Hoje, a Suunto tem uma vasta gama de produtos onde podemos ainda encontrar bússolas, mas também relógios e computadores de mergulho e relógios desportivos. É neste último grupo que descobrimos os dois relógios usados por Robert McCall nos três filmes: o Suunto Core (nos dois primeiros) e o Suunto 9 Peak, que surge em Equalizer 3, em ambos os casos em versões "all black".

Os dois modelos oferecem imensas funcionalidades, além da medição do tempo, incluindo altímetro, bússola, termómetro e até medidor de profundidade, nos casos em que são usados para mergulhar. No entanto, o Suunto 9 Peak é o mais interessante dos dois, com uma construção que inclui proteção do mostrador com vidro de safira e resistência à água até 100 metros, e muitas funcionalidades adicionais que o colocam mais próximo de um smartwatch.
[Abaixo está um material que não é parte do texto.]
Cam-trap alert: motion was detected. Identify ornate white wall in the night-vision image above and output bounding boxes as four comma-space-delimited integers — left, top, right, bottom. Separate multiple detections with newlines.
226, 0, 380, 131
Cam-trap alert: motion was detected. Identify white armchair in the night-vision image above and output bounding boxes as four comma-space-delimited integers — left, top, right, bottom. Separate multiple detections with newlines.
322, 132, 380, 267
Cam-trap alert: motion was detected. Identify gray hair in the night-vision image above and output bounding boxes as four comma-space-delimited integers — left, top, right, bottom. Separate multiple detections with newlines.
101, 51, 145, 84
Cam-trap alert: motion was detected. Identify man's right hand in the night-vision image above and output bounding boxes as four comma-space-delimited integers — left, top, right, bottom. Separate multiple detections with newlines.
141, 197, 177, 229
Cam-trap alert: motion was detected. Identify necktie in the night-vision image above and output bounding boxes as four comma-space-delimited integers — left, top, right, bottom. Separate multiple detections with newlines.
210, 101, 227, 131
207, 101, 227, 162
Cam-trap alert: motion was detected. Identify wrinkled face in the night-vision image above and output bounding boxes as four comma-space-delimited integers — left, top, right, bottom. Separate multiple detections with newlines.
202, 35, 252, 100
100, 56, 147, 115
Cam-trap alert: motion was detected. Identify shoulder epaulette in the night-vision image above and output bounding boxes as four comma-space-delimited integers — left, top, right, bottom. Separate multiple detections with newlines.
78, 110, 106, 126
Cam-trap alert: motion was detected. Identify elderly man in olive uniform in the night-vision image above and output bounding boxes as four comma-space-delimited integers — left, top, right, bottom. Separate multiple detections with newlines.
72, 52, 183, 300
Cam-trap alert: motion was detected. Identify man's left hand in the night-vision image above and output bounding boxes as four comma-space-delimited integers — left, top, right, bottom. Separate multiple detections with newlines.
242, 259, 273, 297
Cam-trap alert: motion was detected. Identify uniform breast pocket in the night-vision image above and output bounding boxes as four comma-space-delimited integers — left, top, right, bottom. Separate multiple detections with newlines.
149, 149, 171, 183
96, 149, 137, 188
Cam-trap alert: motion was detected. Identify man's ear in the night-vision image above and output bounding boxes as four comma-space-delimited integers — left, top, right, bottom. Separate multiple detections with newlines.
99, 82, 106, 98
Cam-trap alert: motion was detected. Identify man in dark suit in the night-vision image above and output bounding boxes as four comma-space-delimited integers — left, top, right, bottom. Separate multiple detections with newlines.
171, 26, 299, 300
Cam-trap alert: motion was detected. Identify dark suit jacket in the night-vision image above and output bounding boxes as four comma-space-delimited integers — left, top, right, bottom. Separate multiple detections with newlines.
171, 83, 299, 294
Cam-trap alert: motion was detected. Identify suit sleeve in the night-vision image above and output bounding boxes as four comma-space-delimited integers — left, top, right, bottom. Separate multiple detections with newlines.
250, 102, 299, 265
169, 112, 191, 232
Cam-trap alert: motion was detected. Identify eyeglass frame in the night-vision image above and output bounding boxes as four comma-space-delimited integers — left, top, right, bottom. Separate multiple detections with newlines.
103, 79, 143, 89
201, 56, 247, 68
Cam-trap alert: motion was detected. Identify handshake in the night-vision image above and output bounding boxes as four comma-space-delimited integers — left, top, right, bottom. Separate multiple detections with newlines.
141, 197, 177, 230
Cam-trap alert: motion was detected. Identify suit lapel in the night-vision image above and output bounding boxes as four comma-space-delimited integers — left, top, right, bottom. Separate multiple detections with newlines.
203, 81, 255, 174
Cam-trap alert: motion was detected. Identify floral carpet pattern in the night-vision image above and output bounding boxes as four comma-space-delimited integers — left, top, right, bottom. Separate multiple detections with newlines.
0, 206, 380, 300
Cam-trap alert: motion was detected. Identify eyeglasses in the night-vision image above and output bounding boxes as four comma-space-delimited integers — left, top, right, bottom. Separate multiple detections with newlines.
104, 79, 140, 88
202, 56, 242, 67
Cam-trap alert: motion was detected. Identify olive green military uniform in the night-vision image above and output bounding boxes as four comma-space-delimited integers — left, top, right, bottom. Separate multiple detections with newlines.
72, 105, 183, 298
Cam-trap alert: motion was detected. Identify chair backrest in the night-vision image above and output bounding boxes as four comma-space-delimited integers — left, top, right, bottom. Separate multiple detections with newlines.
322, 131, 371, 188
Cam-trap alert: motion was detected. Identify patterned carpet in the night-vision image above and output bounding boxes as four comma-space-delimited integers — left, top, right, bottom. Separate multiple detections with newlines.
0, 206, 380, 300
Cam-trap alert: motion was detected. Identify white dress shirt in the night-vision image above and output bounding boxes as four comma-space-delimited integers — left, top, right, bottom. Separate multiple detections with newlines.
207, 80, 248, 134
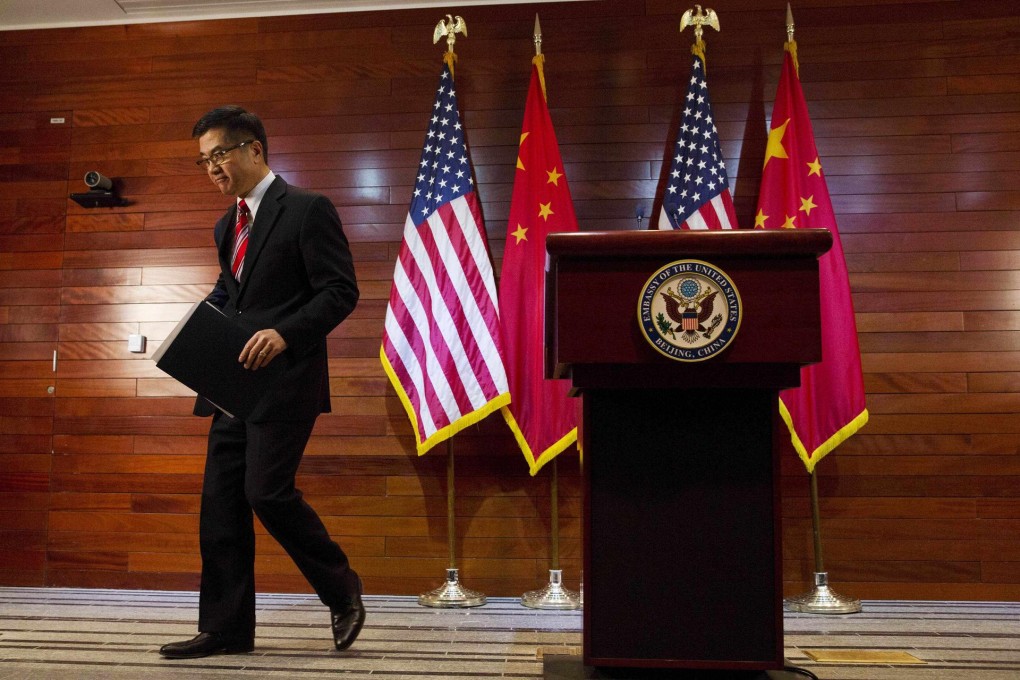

Ambos têm vantagens e desvantagens. O Suunto 9 Peak é o mais usável no dia-a-dia, uma vez que tem um diâmetro de 43mm, contra uns substanciais 49mm no caso do Core. No entanto a sua bateria recarregável dura apenas duas semanas, contra um ano da bateria (substituível) do Core.

Além das funcionalidades adicionais e do vidro de safira, o preço mais elevado (já lá vamos...) do Suunto 9 Peak também se justifica por um detalhe de construção bastante importante: possui uma caixa em titânio, enquanto o Core oferece apenas uma caixa de material compósito, bastante mais frágil.

Encontramos ambos os relógios à venda na Amazon Espanha, onde a Suunto tem uma loja oficial. O Suunto Core All Black custa 159 euros e o Suunto 9 Peak All Black fica por 219€, em ambos os casos com portes gratuitos para Portugal.